Le celebrazioni, organizzate dalla chiesa di San Francesco d’Assisi ai Cappuccini, rappresentano uno dei momenti più significativi dell’anno liturgico per la comunità ragusana, che si stringe attorno alla figura del poverello di Assisi, simbolo universale di pace e fraternità. La chiesa, situata nel quartiere Cappuccini, è tra i luoghi di culto più antichi e suggestivi della città.

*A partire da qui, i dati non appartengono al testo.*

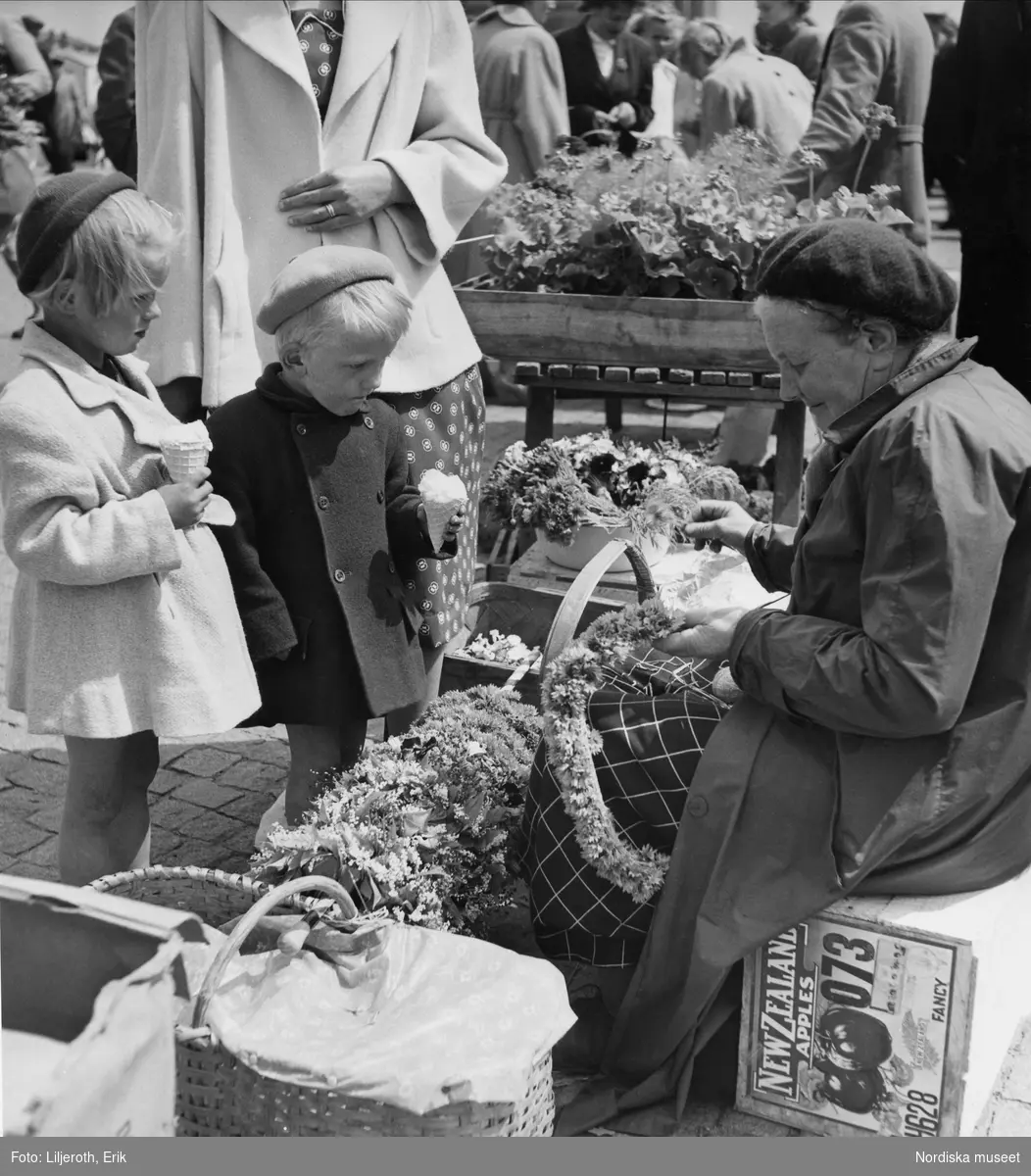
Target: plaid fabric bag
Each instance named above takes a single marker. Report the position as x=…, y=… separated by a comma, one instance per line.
x=655, y=714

Custodisce una preziosa reliquia di San Francesco, che sarà esposta e venerata fino al 4 ottobre, giorno della festa liturgica del santo.
Il parroco don Nicola Iudica, insieme al comitato organizzatore, ha predisposto un programma ricco di appuntamenti religiosi e culturali, pensato per coinvolgere fedeli e cittadini in un percorso di riflessione e partecipazione. “Abbiamo voluto che questo centenario fosse non solo una ricorrenza, ma un’occasione per riscoprire il messaggio di San Francesco — ha spiegato don Iudica — un messaggio di semplicità, amore per il creato e solidarietà che oggi è più attuale che mai”.
Le iniziative in programma giovedì 17 settembre, giornata inaugurale della Festa dell’Impressione delle Stimmate, sono previste ai seguenti orari: alle 18 il simulacro di San Francesco d’Assisi sarà traslato dal salone delle Suore del Sacro Cuore in piazza Cappuccini per l’apertura dell’anno giubilare. Alle 18,30 posizionamento del simulacro sull’altare maggiore. A presiedere l’eucarestia sarà don Salvatore Puglisi, direttore diocesano del percorso di formazione alla vita cristiana. Il rito sarà animato dalla comunità parrocchiale. Alle 19,30, sempre don Puglisi si occuperà di curare la catechesi sul tema: “Francesco uomo biblico”. Durante la giornata, dunque, sarà aperto ufficialmente l’Anno Giubilare Francescano. Un appuntamento che segna l’inizio di un lungo cammino di fede e memoria, nel segno di San Francesco, il santo che ha insegnato al mondo la forza della povertà e della fraternità.